The proportion of the urban population is 99.3%. The city has seven kindergartens (2004; still 16 in 1990), seven general education schools (2004/05 school year) and eight houses of culture (2004). On January 1, 2005, 171 social associations were registered in the city, including 116 political parties and 55 social organizations. The municipality is divided into the actual city and the village Sliporod .
history
The place is mentioned for the first time in 1152 in the Chronicle of Hypatius , when it was the center of a small principality. He later belonged to the Kingdom of Poland and Poland (most recently in the Czernihów Voivodeship ). In 1667 he became part of Tsarist Russia through the Treaty of Andrussovo . It was revived on the initiative of the Russian Tsar Peter the Great , who made Hluchiw the capital of the Cossack hetmanate in 1708 , which had previously been in Baturyn . Under the last Cossack Hetmanes, the place was redesigned in the baroque style. After the hetmanate was dissolved by Catherine the Great in 1765 , Hluchiw lost its importance, to which a number of fires contributed.

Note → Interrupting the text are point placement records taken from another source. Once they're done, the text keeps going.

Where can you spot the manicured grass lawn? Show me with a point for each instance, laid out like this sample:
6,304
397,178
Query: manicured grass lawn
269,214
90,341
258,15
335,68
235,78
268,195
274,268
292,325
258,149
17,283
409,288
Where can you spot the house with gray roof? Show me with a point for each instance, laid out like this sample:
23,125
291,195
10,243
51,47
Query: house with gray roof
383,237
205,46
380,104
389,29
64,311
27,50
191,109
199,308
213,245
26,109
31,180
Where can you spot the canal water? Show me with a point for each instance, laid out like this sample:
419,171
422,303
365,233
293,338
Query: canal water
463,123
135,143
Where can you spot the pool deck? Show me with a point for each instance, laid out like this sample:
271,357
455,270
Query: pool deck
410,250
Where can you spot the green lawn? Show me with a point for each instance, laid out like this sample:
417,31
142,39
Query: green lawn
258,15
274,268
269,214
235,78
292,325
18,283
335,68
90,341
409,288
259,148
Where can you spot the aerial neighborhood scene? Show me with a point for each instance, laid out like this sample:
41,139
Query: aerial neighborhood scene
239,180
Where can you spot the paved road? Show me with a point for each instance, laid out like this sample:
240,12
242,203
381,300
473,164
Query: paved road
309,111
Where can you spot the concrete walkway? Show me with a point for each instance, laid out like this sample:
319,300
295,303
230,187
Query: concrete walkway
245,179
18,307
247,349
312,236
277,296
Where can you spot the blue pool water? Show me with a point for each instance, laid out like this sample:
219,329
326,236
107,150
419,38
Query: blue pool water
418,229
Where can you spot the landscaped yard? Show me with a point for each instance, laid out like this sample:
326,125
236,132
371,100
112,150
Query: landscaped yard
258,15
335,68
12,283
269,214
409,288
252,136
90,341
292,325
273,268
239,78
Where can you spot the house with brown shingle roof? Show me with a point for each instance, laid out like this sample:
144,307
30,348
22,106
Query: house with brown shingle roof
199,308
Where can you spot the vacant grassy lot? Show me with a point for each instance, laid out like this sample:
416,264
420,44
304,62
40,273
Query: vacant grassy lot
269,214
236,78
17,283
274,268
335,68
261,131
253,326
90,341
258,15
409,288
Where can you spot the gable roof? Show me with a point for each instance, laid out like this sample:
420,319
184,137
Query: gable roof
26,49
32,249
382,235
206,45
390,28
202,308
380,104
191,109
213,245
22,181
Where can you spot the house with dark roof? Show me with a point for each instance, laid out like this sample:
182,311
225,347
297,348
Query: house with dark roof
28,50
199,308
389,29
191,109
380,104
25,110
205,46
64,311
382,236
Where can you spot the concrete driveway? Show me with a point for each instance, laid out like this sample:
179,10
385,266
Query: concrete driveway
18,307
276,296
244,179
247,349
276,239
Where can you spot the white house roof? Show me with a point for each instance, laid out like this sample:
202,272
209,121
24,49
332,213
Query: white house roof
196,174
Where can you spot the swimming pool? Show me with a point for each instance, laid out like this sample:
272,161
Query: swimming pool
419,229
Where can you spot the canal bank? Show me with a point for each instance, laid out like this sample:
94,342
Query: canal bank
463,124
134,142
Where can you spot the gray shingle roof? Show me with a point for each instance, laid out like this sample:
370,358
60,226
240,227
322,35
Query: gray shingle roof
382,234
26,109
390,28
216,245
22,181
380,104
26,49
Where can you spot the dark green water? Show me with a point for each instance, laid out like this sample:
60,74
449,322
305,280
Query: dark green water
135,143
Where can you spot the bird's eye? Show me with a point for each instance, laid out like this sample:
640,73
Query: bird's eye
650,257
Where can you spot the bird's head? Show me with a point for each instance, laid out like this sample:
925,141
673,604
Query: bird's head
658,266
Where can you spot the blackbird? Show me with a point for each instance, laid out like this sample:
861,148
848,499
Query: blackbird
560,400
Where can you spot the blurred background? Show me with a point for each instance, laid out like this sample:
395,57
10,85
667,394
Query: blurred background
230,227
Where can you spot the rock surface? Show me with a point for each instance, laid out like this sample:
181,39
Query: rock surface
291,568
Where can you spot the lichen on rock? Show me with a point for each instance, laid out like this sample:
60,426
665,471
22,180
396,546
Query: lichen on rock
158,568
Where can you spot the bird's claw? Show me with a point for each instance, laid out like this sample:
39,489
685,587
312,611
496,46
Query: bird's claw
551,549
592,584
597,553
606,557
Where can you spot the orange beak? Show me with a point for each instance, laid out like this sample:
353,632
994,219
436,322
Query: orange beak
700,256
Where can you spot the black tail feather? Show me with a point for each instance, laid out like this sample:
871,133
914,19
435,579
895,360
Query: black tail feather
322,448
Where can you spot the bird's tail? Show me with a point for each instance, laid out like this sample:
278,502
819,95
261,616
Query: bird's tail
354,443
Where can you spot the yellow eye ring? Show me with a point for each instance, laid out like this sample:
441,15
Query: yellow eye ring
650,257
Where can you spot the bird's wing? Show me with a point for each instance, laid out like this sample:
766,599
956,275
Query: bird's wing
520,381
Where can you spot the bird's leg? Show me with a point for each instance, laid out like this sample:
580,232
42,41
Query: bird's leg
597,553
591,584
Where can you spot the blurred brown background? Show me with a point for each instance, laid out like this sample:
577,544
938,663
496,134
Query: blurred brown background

In 1897, 14,828 people lived in the city, of which 58.1% were Ukrainians , 25.9% Jews and 15.0% Russians . Poles (0.5%), Germans (0.2%) and Belarusians (0.2%) made up smaller minorities . In the second half of the 20th century in particular, the population rose sharply, so that in 1979 there were already 32,386 inhabitants in the city. By 1989 the population grew to 35,869. In contrast to many other Ukrainian cities, Hluchiw recorded only minor population losses in the 1990s, so that in 2001 35,768 inhabitants lived in the city. Since then, the population has increased again, so that more people are currently living in the city than before the transformation crisis.
traffic
Hluchiw is connected to the national long-distance bus network via its bus station .
Personalities
The composer Dmitri Stepanowitsch Bortnjanski studied in Hluchiw . Maxim Berezovsky probably also received part of his training in Hluchiw.
sons and daughters of the town
- Maxim Berezovsky (1745–1777), composer
- Alexander Andrejewitsch Besborodko (1747–1799), Russian statesman, most recently Chancellor
- Dmitri Stepanowitsch Bortnjanski (1751-1825), composer
- Andrei Kirillowitsch Rasumowski (1752–1836), Russian diplomat, music patron and art collector
- Mykola Muraschko (1844–1909), painter
- Leo Winz (1876–1952), journalist and publisher
- Juri Shaporin (1887–1966), composer
- Edward Luckhaus (1910–1975), German-Polish triple jumper
- Iossif Samuilowitsch Schklowski (1916–1985), Soviet astronomer and astrophysicist
- Ada Rohowzewa (* 1937), theater and film actress
- Aljoscha (* 1974), sculptor and painter
- Olexander Puzko (* 1981), cross-country skier
Web links
- Głuchów . In: Filip Sulimierski, Władysław Walewski (eds.): Słownik geograficzny Królestwa Polskiego i innych krajów słowiańskich . tape 2 : Derenek – Gżack . Sulimierskiego and Walewskiego, Warsaw 1881, p. 613 (Polish, edu.pl ).